The growing pro softball landscape
On the heels of the Women's College World Series, two pro softball leagues began play last week.
Why it matters: The existence of multiple leagues is indicative of softball's recent growth, spurred by increasing popularity of the college game and the uptick in investment across women's sports.
- AUX is a condensed version of the fantasy-style Athletes Unlimited league that launched in 2020. The standard five-week edition begins its third season in July.
- Women's Professional Fastpitch (WPF) replaces National Pro Fastpitch (NPF), which shuttered last year after two decades due to COVID-induced financial losses.
State of play: Jocelyn Alo, the Oklahoma superstar coming off her second straight WCWS title, was drafted No. 1 overall by both leagues.
- She chose WPF and debuted on Friday. The league's commissioner, Lauren Chamberlain, is a fellow Sooner whose NCAA career HR record Alo broke in March.

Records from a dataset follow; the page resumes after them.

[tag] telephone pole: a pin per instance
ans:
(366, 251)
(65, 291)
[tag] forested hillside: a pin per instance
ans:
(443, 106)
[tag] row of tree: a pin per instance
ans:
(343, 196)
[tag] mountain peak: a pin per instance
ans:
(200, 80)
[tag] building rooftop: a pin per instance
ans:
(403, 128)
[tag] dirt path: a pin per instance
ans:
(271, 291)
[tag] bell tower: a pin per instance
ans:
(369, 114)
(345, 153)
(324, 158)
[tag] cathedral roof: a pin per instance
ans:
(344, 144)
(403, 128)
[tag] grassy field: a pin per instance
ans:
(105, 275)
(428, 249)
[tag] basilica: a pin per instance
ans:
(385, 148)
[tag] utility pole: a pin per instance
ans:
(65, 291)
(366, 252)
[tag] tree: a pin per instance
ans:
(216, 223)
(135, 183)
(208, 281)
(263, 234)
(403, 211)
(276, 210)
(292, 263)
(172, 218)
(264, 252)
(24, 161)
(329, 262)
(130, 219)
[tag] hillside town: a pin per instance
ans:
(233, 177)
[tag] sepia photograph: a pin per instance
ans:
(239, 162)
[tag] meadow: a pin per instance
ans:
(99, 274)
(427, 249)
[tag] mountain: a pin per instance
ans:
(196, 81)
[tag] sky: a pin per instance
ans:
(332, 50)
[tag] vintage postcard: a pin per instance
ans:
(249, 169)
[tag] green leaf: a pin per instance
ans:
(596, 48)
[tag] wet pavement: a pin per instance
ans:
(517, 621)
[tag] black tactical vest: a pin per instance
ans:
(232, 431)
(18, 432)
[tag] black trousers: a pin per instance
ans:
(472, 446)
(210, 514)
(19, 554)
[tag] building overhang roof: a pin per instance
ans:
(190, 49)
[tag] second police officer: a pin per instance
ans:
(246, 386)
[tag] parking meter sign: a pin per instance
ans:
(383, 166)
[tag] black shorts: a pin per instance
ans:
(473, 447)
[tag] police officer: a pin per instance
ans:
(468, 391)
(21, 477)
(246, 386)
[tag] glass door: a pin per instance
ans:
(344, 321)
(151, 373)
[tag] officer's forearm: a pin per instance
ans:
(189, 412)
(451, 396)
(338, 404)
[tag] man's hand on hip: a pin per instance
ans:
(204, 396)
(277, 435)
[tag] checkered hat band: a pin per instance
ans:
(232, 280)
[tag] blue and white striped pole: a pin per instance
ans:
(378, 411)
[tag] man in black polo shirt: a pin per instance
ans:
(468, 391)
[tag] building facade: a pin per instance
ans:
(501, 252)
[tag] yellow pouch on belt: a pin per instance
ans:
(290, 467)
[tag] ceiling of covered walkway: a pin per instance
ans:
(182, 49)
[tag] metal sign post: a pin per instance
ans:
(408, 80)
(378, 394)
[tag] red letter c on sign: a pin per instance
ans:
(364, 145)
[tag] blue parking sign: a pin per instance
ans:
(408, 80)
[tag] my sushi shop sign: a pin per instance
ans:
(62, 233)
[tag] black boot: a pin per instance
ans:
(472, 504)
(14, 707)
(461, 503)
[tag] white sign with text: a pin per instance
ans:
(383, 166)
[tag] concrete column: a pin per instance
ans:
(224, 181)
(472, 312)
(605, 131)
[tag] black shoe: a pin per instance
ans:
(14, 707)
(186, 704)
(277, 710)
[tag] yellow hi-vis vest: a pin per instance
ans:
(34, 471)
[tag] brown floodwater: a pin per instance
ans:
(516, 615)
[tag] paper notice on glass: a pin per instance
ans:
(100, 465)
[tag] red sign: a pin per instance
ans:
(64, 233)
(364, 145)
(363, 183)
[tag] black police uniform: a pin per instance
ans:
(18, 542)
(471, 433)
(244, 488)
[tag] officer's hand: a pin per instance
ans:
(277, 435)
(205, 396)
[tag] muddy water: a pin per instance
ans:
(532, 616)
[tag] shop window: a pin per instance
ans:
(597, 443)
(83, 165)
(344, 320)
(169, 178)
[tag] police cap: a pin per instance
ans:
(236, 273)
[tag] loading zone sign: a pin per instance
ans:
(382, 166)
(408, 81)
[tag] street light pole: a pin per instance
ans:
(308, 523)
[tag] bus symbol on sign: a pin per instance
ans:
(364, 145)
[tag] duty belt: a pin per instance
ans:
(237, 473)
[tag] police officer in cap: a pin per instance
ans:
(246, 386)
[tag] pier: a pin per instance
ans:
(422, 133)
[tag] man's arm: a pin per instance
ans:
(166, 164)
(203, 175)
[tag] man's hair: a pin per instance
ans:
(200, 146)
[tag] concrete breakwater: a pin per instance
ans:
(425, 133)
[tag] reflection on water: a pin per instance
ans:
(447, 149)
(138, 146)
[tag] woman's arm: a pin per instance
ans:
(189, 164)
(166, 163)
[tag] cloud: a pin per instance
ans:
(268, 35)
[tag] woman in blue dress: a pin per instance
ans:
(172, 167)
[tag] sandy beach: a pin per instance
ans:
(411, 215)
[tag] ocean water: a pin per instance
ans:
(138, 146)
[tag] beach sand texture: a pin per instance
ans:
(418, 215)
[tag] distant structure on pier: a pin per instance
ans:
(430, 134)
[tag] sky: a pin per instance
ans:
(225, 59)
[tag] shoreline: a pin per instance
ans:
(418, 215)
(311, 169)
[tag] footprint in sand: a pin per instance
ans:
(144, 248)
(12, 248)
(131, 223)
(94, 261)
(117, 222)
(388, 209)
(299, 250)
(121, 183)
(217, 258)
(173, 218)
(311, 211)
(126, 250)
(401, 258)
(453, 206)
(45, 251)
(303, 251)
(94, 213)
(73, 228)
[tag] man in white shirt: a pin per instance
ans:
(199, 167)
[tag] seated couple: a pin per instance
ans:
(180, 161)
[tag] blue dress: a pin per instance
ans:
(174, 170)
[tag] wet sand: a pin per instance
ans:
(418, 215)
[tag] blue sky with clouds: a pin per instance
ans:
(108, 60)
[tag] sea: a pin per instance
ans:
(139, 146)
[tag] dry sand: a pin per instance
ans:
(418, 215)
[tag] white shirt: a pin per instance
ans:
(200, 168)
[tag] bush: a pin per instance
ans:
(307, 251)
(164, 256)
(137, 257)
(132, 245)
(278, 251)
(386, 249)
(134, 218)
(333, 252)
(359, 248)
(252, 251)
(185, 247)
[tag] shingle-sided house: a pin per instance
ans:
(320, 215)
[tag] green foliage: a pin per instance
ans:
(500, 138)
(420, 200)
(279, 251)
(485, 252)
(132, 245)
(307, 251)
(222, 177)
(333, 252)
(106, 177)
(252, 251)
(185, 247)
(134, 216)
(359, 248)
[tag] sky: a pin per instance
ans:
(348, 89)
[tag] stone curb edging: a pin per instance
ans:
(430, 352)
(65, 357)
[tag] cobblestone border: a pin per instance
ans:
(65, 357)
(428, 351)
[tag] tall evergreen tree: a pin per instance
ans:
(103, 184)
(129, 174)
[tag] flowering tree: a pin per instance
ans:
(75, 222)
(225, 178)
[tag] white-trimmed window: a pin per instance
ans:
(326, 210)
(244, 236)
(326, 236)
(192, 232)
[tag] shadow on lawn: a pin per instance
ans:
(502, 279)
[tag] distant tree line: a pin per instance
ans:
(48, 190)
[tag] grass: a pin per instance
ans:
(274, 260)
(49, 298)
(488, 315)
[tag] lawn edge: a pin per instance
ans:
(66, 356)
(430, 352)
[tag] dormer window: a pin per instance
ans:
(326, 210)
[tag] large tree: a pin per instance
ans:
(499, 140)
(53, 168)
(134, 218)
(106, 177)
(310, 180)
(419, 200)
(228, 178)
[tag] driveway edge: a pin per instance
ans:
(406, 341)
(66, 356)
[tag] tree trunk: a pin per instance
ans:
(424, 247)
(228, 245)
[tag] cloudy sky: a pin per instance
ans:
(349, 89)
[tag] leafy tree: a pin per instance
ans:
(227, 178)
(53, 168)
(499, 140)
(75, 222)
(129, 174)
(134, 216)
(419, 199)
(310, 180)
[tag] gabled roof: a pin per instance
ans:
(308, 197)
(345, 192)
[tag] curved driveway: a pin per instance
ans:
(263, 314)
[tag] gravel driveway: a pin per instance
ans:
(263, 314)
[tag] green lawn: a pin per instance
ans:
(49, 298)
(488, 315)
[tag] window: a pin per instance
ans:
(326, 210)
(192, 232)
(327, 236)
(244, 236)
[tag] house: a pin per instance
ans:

- WPF has just two teams for its inaugural, exhibition-style season. Athletes Unlimited has added AUX in year three and inked a two-year broadcast deal with ESPN.
The big picture: Softball is the latest women's sport to see such progress. The WNBA recently raised a record $75 million, the NWSL inked its first CBA and USWNT finally achieved equal pay.
Yes, but: Given the popularity of college softball (the WCWS outdrew the men’s last year), it's surprising that the professional game has yet to truly take off.
- Consider that most of Alo's senior teammates' and opponents' careers are now over due to a lack of viable professional options, and it's been that way for decades. One key reason? No external financial support.
- The WNBA survived early on thanks to subsidies from the NBA, which still partially owns the league, and the NWSL received similar support from U.S. Soccer. NPF got nothing.
- Now, the WNBA and NWSL are thriving, and these nascent softball leagues hope to join them.
What they're saying: "More opportunities for pro softball players is a great thing overall," Athletes Unlimited CEO Jon Patricof tells Axios.
- "I continue to be a believer that you need to treat women's sports like sports, not like a niche platform, and that’s where we are."
- To wit, the addition of AUX means more compensation for athletes, and "the deal with ESPN ensures tremendous coverage and visibility," adds Patricof.